Le Théâtre national de la danse et de l'image de Châteauvallon, c'est vous, c'est nous, aujourd'hui. Si vous le voulez, nous continuerons à le faire ; ensemble.
Allocution à l'occasion de la signature de la convention culturelle avec la ville d'Agen - mardi 18 juin 1996
Monsieur le préfet,
Monsieur le président,
Monsieur le maire,
Chère Marie-Thérèse François-Poncet,
Chers amis,
Je suis particulièrement heureux que la convention culturelle avec la ville d'Agen puisse être signée, aujourd'hui, au ministère de la Culture.
Ce texte n'est pas un document comme les autres. Il revêt, à mes yeux, une signification particulière.
Je suis venu au Florida, le 20 octobre dernier, à l'invitation du groupe d'étude sur les musiques amplifiées et à l'initiative de la région Aquitaine, pour clôturer le colloque qui y était organisé sur les musiques amplifiées. J'y ai dit qu'il n'y a pas deux cultures – l'une élitiste, l'autre populaire – mais une seule vocation – des individus, des collectivités locales, de l'État – à mettre l'art et sa reconnaissance au service du plus grand nombre.
C'est à ce titre, que j'ai tenu à y annoncer la politique nouvelle que j'entendais mettre en oeuvre, au service des lieux consacrés aux musiques amplifiées. Il s'agit, au-delà de l'effort d'équipement, de montrer que le ministère de la Culture accompagnera désormais le travail de ces structures par une aide en fonctionnement, dans la durée.
Les structures traditionnelles, comme partout ailleurs, n'ont pas assez réussi à répondre à l'attente de la jeunesse. La ville a décidé de créer une salle d'une configuration particulière, dans un ancien cinéma des années trente, devenu aujourd'hui un symbole.
Le Florida est véritablement un lieu exemplaire. Il allie diffusion, création, formation, dans un même esprit. Il le fait pour tous les musiciens, amateurs et professionnels.
Le Florida, chère Marie-Thérèse, est le lieu d'accueil de la jeunesse d'Agen. De toute la jeunesse, de tout Agen ! Les musiques amplifiées, au coeur du centre ville, au coeur de l'histoire de la cité, reconduisent les jeunes de la ville vers leur histoire, c'est-à-dire vers leur identité. Par un paradoxe qui n'est qu'apparent, les musiques les plus actuelles réconcilient les jeunes avec leur présent, mais aussi avec leur passé !
C'est là l'essence même de la démarche du Florida, tant il est vrai que l'ouverture artistique et une véritable exigence amènent au dépassement de soi.
Au-delà d'Agen, le Florida devient aussi un pôle de compétences au service du département et de la région.
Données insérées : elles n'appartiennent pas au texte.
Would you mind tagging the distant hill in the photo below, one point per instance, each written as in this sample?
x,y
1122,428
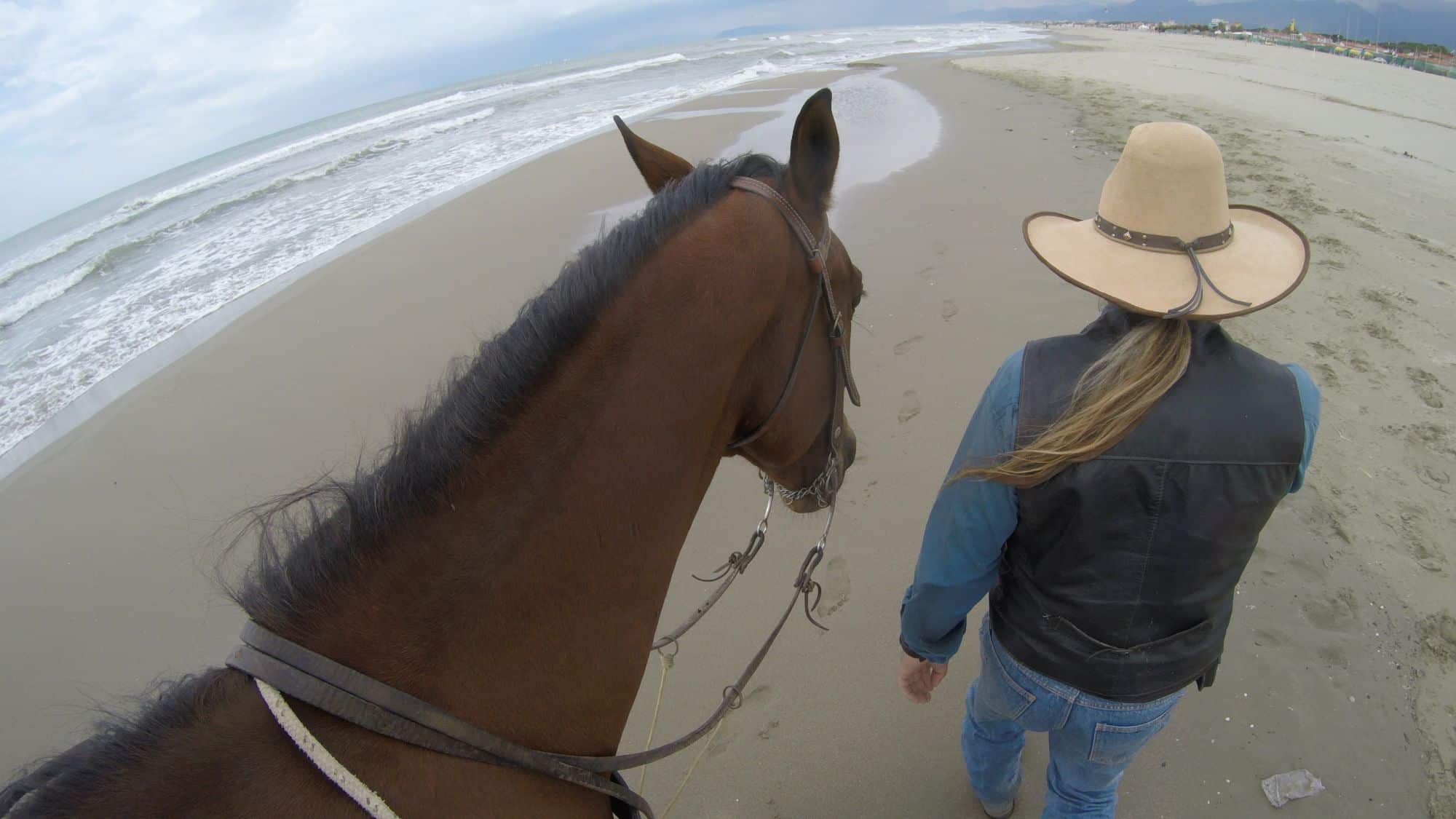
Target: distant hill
x,y
752,31
1329,17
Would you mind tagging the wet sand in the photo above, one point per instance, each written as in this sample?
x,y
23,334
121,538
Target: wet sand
x,y
1337,659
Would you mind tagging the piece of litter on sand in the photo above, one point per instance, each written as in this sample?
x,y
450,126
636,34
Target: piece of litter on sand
x,y
1292,784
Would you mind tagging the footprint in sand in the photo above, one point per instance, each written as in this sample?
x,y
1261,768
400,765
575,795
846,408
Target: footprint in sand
x,y
1336,612
1334,656
909,405
1439,636
759,695
905,346
1428,387
835,585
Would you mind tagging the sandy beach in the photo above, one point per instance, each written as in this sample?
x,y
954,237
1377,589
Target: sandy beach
x,y
1343,652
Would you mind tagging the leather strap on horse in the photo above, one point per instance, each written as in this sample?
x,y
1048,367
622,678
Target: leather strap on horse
x,y
382,708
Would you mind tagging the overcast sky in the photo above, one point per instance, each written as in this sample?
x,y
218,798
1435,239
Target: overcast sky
x,y
100,94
Véritable centre de ressources, il irrigue les quartiers urbains et périphériques et jusqu'au coeur des campagnes ; il donne l'occasion, par là-même, à la région Aquitaine, de mettre en place de manière prudente et cohérente, une véritable politique des musiques amplifiées ; la région Aquitaine devient, ainsi, une région pilote dans ce domaine.
Je sais que le chemin n'a pas été facile. C'est grâce à la persévérance des équipes en place, à l'opiniâtreté de Philippe Berthelot, au soutien sans faille de la ville, que nous avons l'occasion de nous retrouver aujourd'hui. L'État accompagnera désormais le travail de la ville, au travers d'une dotation en fonctionnement de sept cent mille francs par an.
Pour toutes ces raisons, la convention que nous signons est particulière.
Dans un moment difficile de notre vie politique où les crédits concentrés à la culture sont, quelquefois, remis en cause, elle témoigne que l'État, aux côtés des collectivités territoriales les plus motivées, sait et saura prendre toute sa place et assumera toutes ses responsabilités.
Surtout, elle reflète la considération identique que nous avons ensemble, État et collectivités locales concernées, pour les équipements culturels, quelles que soient leurs natures.
La culture est diverse. La culture est plurielle. C'est tout le mérite de la ville d'Agen d'avoir su, par ses équipements, contribuer à assurer à l'agglomération un avenir équilibré, fondé sur les attentes de ses habitants, respectueux de ce qu'on nomme, tout simplement, la culture, c'est-à-dire la liberté.